■家族の安心のために親の死後の準備を
介護が始まると、嫌でも親の死を覚悟しなければならなくなる。亡くなる間際の看取り、葬儀、埋葬と慌ただしく時が過ぎ去るなかで、死後の事務手続き(死後事務)を進めなければならず、悲しみにひたる時間さえないかもしれない。
「そんなことを考えるなんて縁起でもない」と思うかもしれないが、親の死に向けた準備が死後事務や相続の手続きを円滑にしてくれることは間違いない。親が死後事務のためのお金を用意してくれていれば、葬儀・埋葬費用などの支払いもスムーズだし、実家の整理にかかる費用もそこから工面できる。
例えば葬儀費用だと、火葬式で10万~20万円、一般葬で100万円前後、献花・祭壇や斎場などにこだわれば数百万円かかる可能性がある。埋葬料は、最近増えてきた海洋散骨や樹木葬でも30万~50万円、遺品整理も業者などに頼めば数十万円、デジタル遺品整理だけでも5万~10万円くらいといわれている。

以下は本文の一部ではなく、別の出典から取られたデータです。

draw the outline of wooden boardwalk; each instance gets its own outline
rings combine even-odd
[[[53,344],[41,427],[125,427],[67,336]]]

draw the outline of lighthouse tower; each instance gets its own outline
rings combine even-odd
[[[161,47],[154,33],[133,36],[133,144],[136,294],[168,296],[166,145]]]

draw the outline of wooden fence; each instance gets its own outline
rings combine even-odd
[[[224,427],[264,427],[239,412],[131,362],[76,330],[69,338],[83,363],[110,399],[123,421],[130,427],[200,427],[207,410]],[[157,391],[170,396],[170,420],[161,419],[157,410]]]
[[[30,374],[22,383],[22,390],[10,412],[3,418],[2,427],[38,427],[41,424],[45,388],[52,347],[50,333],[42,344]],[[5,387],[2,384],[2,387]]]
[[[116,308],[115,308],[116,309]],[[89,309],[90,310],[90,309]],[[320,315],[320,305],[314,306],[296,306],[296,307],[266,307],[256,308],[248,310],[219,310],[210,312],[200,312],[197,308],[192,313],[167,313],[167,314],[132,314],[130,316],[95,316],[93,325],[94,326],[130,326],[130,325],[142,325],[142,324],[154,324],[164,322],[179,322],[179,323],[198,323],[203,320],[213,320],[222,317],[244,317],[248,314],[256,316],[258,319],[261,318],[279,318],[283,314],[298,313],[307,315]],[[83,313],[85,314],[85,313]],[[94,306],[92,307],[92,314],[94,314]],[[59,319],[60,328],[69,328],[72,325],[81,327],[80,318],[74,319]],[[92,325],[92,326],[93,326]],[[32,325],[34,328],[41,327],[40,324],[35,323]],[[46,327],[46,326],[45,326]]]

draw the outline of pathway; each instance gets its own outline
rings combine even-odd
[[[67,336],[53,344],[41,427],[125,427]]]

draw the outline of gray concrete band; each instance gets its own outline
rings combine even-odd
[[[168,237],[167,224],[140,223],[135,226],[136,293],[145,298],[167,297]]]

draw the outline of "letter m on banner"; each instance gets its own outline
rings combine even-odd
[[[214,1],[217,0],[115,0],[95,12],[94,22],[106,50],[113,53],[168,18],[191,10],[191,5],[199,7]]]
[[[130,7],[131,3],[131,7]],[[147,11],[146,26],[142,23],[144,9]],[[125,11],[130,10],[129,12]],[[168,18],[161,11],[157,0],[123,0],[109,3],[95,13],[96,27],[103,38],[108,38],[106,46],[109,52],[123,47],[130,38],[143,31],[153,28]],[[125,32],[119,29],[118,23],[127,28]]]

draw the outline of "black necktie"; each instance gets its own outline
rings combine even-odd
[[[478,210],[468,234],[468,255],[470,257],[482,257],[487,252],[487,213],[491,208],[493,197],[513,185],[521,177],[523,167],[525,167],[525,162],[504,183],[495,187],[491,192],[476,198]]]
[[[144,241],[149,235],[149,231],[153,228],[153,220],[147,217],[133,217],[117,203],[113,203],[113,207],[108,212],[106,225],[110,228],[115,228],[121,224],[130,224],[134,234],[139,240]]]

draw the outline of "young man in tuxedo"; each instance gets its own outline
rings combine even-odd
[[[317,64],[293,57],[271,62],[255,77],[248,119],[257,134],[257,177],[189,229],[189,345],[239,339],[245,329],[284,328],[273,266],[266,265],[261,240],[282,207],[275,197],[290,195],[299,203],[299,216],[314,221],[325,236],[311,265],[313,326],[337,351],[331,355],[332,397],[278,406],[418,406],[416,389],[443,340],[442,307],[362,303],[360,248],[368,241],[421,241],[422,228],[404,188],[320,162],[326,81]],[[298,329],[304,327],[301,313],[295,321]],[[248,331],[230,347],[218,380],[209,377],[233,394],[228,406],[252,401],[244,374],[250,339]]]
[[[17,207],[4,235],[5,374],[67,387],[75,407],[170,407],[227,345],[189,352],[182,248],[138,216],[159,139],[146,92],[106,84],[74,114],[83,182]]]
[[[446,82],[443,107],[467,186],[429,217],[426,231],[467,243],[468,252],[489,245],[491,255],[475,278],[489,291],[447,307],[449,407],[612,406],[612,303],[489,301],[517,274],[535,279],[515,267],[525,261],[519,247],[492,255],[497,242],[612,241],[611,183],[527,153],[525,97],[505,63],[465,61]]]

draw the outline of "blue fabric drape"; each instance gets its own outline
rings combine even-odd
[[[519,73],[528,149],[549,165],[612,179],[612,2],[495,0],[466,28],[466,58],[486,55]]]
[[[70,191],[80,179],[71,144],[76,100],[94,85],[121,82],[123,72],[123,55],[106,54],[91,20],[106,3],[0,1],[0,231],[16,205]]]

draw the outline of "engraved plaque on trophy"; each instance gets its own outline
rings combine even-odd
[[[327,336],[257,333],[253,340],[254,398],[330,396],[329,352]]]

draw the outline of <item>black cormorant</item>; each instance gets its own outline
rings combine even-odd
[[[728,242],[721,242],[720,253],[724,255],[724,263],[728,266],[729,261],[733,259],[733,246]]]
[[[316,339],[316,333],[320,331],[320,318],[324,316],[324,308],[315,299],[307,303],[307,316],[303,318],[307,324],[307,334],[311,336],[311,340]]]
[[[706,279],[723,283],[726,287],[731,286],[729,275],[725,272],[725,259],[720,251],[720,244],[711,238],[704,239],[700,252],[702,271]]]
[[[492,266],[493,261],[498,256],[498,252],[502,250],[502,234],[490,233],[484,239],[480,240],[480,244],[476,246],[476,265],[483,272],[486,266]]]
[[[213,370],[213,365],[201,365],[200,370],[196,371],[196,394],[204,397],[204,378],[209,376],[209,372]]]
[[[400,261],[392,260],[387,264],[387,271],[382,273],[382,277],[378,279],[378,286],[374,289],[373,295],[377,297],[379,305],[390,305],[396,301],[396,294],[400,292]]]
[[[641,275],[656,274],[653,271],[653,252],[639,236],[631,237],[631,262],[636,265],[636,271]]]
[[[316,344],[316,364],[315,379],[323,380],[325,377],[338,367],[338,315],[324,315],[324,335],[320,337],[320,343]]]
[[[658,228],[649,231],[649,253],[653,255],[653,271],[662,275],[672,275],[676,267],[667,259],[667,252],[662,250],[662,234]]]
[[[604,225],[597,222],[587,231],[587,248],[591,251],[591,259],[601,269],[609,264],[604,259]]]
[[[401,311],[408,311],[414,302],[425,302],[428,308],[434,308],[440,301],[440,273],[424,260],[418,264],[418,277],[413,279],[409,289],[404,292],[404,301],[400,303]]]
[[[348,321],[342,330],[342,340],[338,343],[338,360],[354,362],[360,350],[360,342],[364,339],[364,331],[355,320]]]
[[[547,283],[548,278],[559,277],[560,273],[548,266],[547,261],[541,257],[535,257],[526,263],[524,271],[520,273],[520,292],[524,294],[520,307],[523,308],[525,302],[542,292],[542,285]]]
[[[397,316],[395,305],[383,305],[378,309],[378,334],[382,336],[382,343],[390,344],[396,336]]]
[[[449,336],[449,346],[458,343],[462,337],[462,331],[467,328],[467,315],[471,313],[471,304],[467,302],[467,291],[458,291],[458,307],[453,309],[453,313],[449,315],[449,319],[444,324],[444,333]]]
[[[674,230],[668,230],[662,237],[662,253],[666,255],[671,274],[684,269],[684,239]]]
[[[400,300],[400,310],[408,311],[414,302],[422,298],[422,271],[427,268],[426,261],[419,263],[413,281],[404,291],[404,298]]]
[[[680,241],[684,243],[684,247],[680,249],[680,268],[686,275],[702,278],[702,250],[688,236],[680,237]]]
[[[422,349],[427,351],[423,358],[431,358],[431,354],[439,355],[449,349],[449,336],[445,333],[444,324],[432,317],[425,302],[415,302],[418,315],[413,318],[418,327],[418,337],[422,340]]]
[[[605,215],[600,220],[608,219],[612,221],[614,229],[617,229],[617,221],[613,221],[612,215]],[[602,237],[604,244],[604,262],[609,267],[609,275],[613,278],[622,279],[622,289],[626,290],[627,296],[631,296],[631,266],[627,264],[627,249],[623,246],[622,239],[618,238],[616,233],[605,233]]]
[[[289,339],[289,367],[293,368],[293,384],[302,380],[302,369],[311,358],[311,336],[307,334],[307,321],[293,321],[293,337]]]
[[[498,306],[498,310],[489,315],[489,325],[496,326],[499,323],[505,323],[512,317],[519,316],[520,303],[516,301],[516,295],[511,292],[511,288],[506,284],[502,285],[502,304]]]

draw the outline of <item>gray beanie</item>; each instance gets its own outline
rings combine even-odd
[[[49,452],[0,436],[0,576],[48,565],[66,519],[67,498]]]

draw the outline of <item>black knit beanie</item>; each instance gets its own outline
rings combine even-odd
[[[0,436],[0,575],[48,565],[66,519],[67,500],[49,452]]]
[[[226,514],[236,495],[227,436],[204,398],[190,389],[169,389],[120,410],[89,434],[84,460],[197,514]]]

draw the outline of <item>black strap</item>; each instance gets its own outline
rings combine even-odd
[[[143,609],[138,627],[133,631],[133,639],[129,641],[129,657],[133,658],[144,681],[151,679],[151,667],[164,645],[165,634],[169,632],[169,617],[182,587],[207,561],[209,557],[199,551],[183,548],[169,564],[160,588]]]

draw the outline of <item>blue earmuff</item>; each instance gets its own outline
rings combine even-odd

こうした費用は相続財産から支払うこともできるが、相続手続きが終わるまでは家族・親族が立て替える必要がある。誰が支払うかで揉めることもあり、それがきっかけで相続争いに発展するケースもあるから注意が必要だ。埋葬料や葬祭費、未支給年金など、亡くなった際に受け取れる給付金もあるが、決して十分ではない。